Poi le cose si complicano. Un biglietto, fatto scivolare sotto la porta della stanza occupata da Zsigmond, dice- con una calligrafia molto incerta- che adesso finalmente parleranno  le tombe che sono state mute per un decennio. E sono state tante le tombe scavate nel cimitero del paese negli anni dopo la fine della guerra. Un’epidemia di colera- si dice. Guarda caso, il colera colpiva soprattutto gli uomini. I corpi vengono riesumati, viene fatto arrivare il medico legale, unghie e capelli sono mandati ad analizzare. È il veleno che ha ucciso tutte quelle persone. Orrore, sconcerto, domande- chi ? come? Perché? Nessuno osa accusarla, ma una sola persona poteva avere ‘dato una mano’ a spedire all’aldilà uomini giovani, uomini vecchi, anche dei bambini, ahimé:  Zsuzsanna, la levatrice che sapeva curare con le erbe, che aveva la fama di essere una strega.

Zsusanna

    Potremmo capovolgere il titolo di Stieg Larsson, “Uomini che odiano le donne”, in “Donne che odiano gli uomini” e avremmo una chiave di lettura per quello che accadde a Nagyrév. Avevano ragione, quelle donne, ad odiare i mariti che le picchiavano selvaggiamente, da sobri e, tanto più, quando erano ubriachi, che magari erano stati loro imposti dai genitori in un matrimonio combinato, che si accoppiavano con loro perché i figli maschi erano la loro ricchezza e tanto più si doveva fare un altro figlio se quell’incapace della moglie aveva messo al mondo un’inutile femmina. Aveva ragione ad odiare il suocero la giovane moglie che doveva subire i suoi stupri (e naturalmente il marito dava a lei la colpa). Suscita invece la nostra compassione la figlia che aveva accelerato la morte dei genitori di cui lei si occupava con affetto, entrambi  senza autonomia e ormai incapaci di intendere (non fu condannata). Ci fa pena anche la giovane sposa che aspettava con ansia il ritorno dalla guerra del marito di cui era innamoratissima. Se è per quello, sì, lui era tornato. Gli era rimasto un solo arto, le orbite degli occhi erano vuote. Eppure lei lo curava, con lacrime e amore. Non era stata lei a prendere la decisione di una dolce morte.

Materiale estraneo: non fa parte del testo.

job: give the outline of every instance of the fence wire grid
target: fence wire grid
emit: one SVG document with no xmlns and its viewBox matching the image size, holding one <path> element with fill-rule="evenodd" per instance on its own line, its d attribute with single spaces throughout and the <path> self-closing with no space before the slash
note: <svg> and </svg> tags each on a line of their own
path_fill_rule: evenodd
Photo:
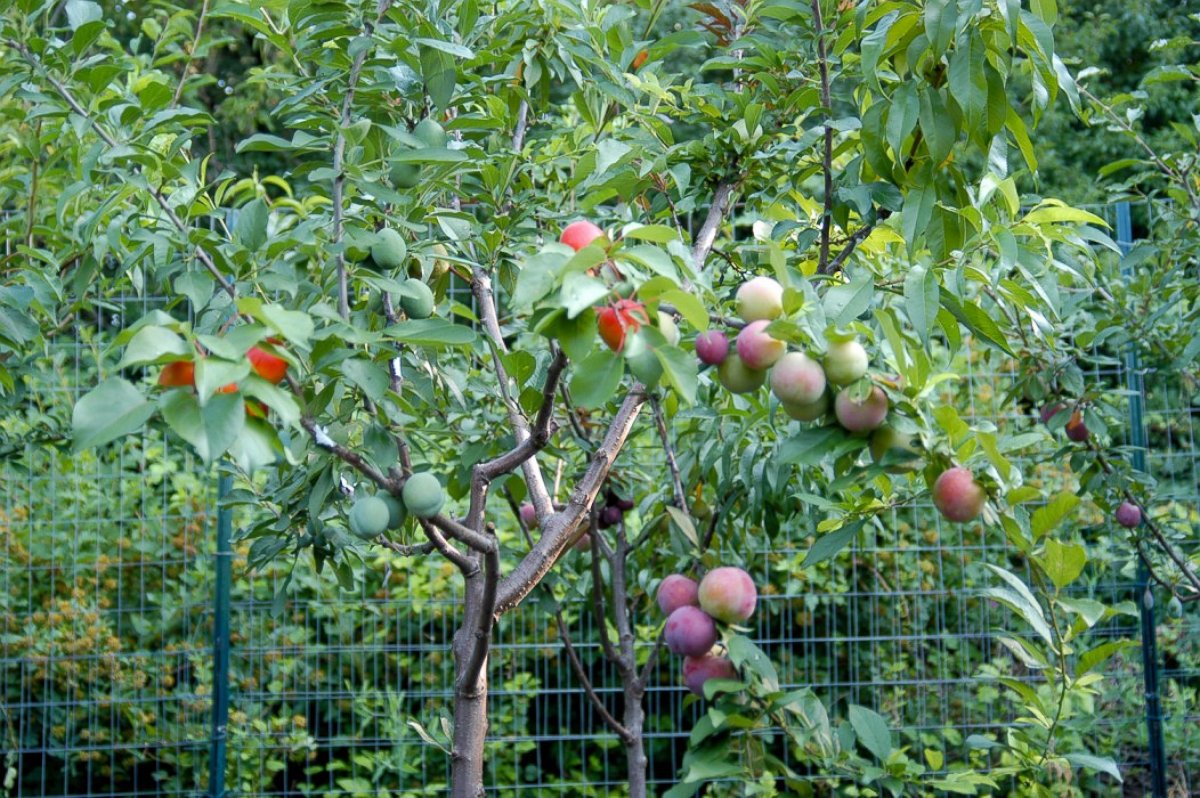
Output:
<svg viewBox="0 0 1200 798">
<path fill-rule="evenodd" d="M 182 443 L 151 430 L 79 454 L 61 441 L 40 441 L 36 432 L 37 417 L 70 418 L 73 402 L 92 387 L 105 343 L 152 306 L 128 300 L 118 311 L 81 319 L 72 340 L 53 345 L 53 368 L 24 387 L 29 412 L 0 422 L 10 438 L 30 436 L 0 461 L 4 794 L 443 794 L 449 757 L 439 746 L 450 716 L 450 645 L 460 609 L 453 568 L 368 567 L 357 592 L 347 593 L 328 575 L 301 567 L 281 613 L 275 596 L 284 567 L 250 572 L 244 544 L 232 561 L 228 760 L 224 783 L 209 783 L 215 474 Z M 1139 376 L 1145 467 L 1159 480 L 1157 499 L 1194 518 L 1194 399 L 1153 373 Z M 964 418 L 1031 425 L 1028 414 L 1000 411 L 999 397 L 1014 377 L 972 365 L 960 394 L 970 397 Z M 1089 375 L 1114 387 L 1127 377 L 1120 367 Z M 1031 484 L 1038 478 L 1032 475 Z M 978 678 L 989 668 L 1011 671 L 994 633 L 1016 623 L 980 597 L 989 584 L 982 564 L 1026 578 L 1027 566 L 1000 530 L 943 524 L 928 505 L 894 510 L 881 528 L 868 529 L 815 575 L 797 567 L 812 540 L 799 522 L 769 549 L 743 554 L 756 582 L 772 586 L 761 596 L 753 637 L 785 687 L 811 686 L 827 705 L 872 707 L 900 730 L 902 744 L 961 755 L 966 736 L 1003 734 L 1014 715 L 1000 697 L 1003 688 Z M 1106 549 L 1113 537 L 1106 525 L 1081 534 L 1091 535 L 1095 559 L 1126 557 Z M 1132 571 L 1089 569 L 1077 589 L 1106 602 L 1144 599 Z M 1200 788 L 1200 615 L 1189 609 L 1183 618 L 1166 617 L 1161 604 L 1168 596 L 1151 594 L 1160 603 L 1164 775 L 1172 795 L 1187 796 Z M 599 654 L 592 614 L 580 603 L 568 606 L 567 616 L 592 681 L 610 707 L 618 706 L 620 681 Z M 1141 642 L 1138 619 L 1098 627 L 1089 644 L 1104 638 Z M 646 698 L 650 784 L 659 794 L 675 783 L 703 711 L 685 706 L 677 664 L 664 660 Z M 504 616 L 490 674 L 490 793 L 621 792 L 623 747 L 580 689 L 545 614 Z M 1104 676 L 1082 732 L 1093 750 L 1117 760 L 1124 785 L 1080 776 L 1077 787 L 1085 794 L 1149 794 L 1139 649 L 1115 657 Z M 997 755 L 981 756 L 984 769 L 998 764 Z"/>
</svg>

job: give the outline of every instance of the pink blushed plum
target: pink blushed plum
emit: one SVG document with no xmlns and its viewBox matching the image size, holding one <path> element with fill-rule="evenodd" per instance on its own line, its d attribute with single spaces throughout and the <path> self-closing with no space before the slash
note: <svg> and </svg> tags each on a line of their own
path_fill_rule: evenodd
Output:
<svg viewBox="0 0 1200 798">
<path fill-rule="evenodd" d="M 787 404 L 811 405 L 825 395 L 825 370 L 803 352 L 788 352 L 771 369 L 771 392 Z"/>
<path fill-rule="evenodd" d="M 887 418 L 887 394 L 878 385 L 872 386 L 867 398 L 856 402 L 851 396 L 851 389 L 843 388 L 833 402 L 833 413 L 847 432 L 870 432 Z"/>
<path fill-rule="evenodd" d="M 520 513 L 521 513 L 521 523 L 523 523 L 527 529 L 537 529 L 537 525 L 538 525 L 537 510 L 534 509 L 532 504 L 530 504 L 529 502 L 525 502 L 524 504 L 522 504 Z"/>
<path fill-rule="evenodd" d="M 700 607 L 718 621 L 741 623 L 754 614 L 758 590 L 741 568 L 714 568 L 700 580 Z"/>
<path fill-rule="evenodd" d="M 658 586 L 658 606 L 668 616 L 680 607 L 699 607 L 699 587 L 683 574 L 671 574 Z"/>
<path fill-rule="evenodd" d="M 777 319 L 783 313 L 783 286 L 770 277 L 755 277 L 737 290 L 737 313 L 743 321 Z"/>
<path fill-rule="evenodd" d="M 704 683 L 709 679 L 736 679 L 737 670 L 728 657 L 704 654 L 685 657 L 683 660 L 683 683 L 698 696 L 704 695 Z"/>
<path fill-rule="evenodd" d="M 709 366 L 719 366 L 729 354 L 729 338 L 720 330 L 709 330 L 696 336 L 696 357 Z"/>
<path fill-rule="evenodd" d="M 740 357 L 727 357 L 717 366 L 717 379 L 730 393 L 752 393 L 767 381 L 767 372 L 748 367 Z"/>
<path fill-rule="evenodd" d="M 746 368 L 761 371 L 770 368 L 787 352 L 787 344 L 767 335 L 766 319 L 752 321 L 742 328 L 737 337 L 737 353 Z"/>
<path fill-rule="evenodd" d="M 580 219 L 564 227 L 562 237 L 559 240 L 578 252 L 598 238 L 603 243 L 604 231 L 592 222 Z"/>
<path fill-rule="evenodd" d="M 717 625 L 699 607 L 680 607 L 667 618 L 663 639 L 672 653 L 698 657 L 717 642 Z"/>
<path fill-rule="evenodd" d="M 1117 523 L 1126 529 L 1133 529 L 1142 523 L 1142 510 L 1133 502 L 1121 502 L 1116 512 Z"/>
<path fill-rule="evenodd" d="M 987 493 L 970 469 L 955 466 L 943 471 L 933 483 L 933 506 L 947 521 L 966 523 L 979 517 Z"/>
</svg>

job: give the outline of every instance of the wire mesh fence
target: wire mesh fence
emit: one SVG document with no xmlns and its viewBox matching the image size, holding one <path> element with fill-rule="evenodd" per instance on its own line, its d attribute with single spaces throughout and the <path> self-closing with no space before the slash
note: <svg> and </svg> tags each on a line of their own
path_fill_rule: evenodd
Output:
<svg viewBox="0 0 1200 798">
<path fill-rule="evenodd" d="M 462 301 L 469 301 L 463 296 Z M 217 794 L 210 784 L 216 592 L 216 476 L 181 443 L 147 430 L 102 452 L 73 453 L 38 430 L 65 428 L 70 407 L 94 385 L 105 343 L 153 306 L 128 300 L 80 319 L 25 386 L 29 412 L 4 419 L 9 440 L 27 442 L 0 462 L 0 730 L 7 794 L 141 796 Z M 956 391 L 968 421 L 1032 426 L 1030 412 L 1002 409 L 1013 364 L 971 358 Z M 986 367 L 985 367 L 986 366 Z M 1089 375 L 1114 388 L 1120 365 Z M 1146 469 L 1158 501 L 1195 523 L 1200 504 L 1195 398 L 1147 373 L 1140 397 Z M 965 403 L 965 406 L 964 406 Z M 43 440 L 45 438 L 45 440 Z M 1132 442 L 1132 441 L 1127 441 Z M 1070 475 L 1031 467 L 1031 484 Z M 1078 533 L 1096 563 L 1076 586 L 1108 603 L 1144 601 L 1124 545 L 1101 518 Z M 927 504 L 896 508 L 850 549 L 816 569 L 800 566 L 814 538 L 798 518 L 768 547 L 740 558 L 760 585 L 753 637 L 785 687 L 811 686 L 827 704 L 872 707 L 916 750 L 965 756 L 970 735 L 1002 734 L 1014 711 L 988 674 L 1036 685 L 996 639 L 1016 623 L 981 595 L 984 563 L 1028 578 L 1003 533 L 943 524 Z M 718 538 L 720 542 L 722 538 Z M 731 545 L 725 543 L 724 545 Z M 459 617 L 457 573 L 440 561 L 374 553 L 354 592 L 281 563 L 247 567 L 235 544 L 223 788 L 237 795 L 438 795 L 449 782 L 446 739 Z M 586 554 L 572 554 L 582 567 Z M 279 600 L 280 588 L 290 586 Z M 1160 603 L 1166 597 L 1151 591 Z M 610 707 L 619 678 L 600 656 L 594 619 L 568 603 L 568 625 L 585 667 Z M 1188 795 L 1200 774 L 1200 617 L 1156 620 L 1166 777 Z M 608 795 L 625 782 L 624 751 L 603 726 L 567 665 L 551 616 L 506 615 L 491 662 L 491 728 L 485 774 L 491 793 Z M 658 619 L 647 609 L 650 630 Z M 1141 640 L 1136 612 L 1101 624 L 1089 643 Z M 652 634 L 643 636 L 652 645 Z M 677 663 L 659 666 L 647 694 L 650 784 L 675 783 L 687 737 L 703 711 L 685 701 Z M 1125 794 L 1149 792 L 1144 673 L 1137 647 L 1106 666 L 1089 721 L 1076 733 L 1112 756 Z M 1086 724 L 1086 725 L 1085 725 Z M 982 768 L 1003 754 L 970 754 Z M 809 776 L 819 782 L 823 774 Z M 728 785 L 734 789 L 737 785 Z M 1074 785 L 1117 794 L 1111 780 Z M 720 794 L 721 788 L 715 790 Z"/>
</svg>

    Quando si dice- la realtà supera l’immaginazione. Perché i fatti narrati in questo romanzo sono tutti veri. Sabrina Zuccato è straordinaria- avrebbe potuto usare il materiale di cronaca a mo’ di reportage, in maniera asettica, e invece non solo porta alla ribalta le donne una dopo l’altra, lasciandole parlare nella loro quotidianità, mettendoci davanti agli occhi il loro vissuto, come siano arrivate a lasciarsi aiutare dalla levatrice che diceva che c’è sempre una soluzione, ma indaga anche, in profondità nel carattere dei due personaggi principali, la levatrice Zsuzsanna e il gendarme Zsigmond.

   Era stata in carcere, Zsuzsanna, perché praticava aborti (che altro rimedio c’era per le donne con troppi figli e per quelle che erano state violentate?), e in prigione era stata preda dei carcerieri. Lei per prima odiava gli uomini e poi, gradualmente, dopo aver scoperto che cosa si poteva fare con la carta moschicida che conteneva arsenico, si era sentita come la Moira che taglia il filo delle vite umane, lei poteva far nascere e morire, era come Dio.


   Ma era poi tanto diverso Zsigmond Danielovitz che era tornato dalla guerra senza una mano e che si sente inspiegabilmente attratto verso di lei? Non provava forse le stesse cose quando aveva un fucile in mano, in guerra, e la licenza di uccidere?

    Possiamo leggere “La levatrice di Nagyrév” come se fosse un giallo, con la consapevolezza, però, che tutto questo è successo davvero. Possiamo leggerlo come un manifesto di ‘Donne alla riscossa’ e, nello stesso tempo, siamo chiamati ad esprimere un giudizio- di condanna, certo, per chi ha ucciso per intascare un’eredità, ma che cosa pensiamo di tutte quelle donne umiliate e vittime nella eterna maniera più facile, per un uomo, per assoggettare le donne?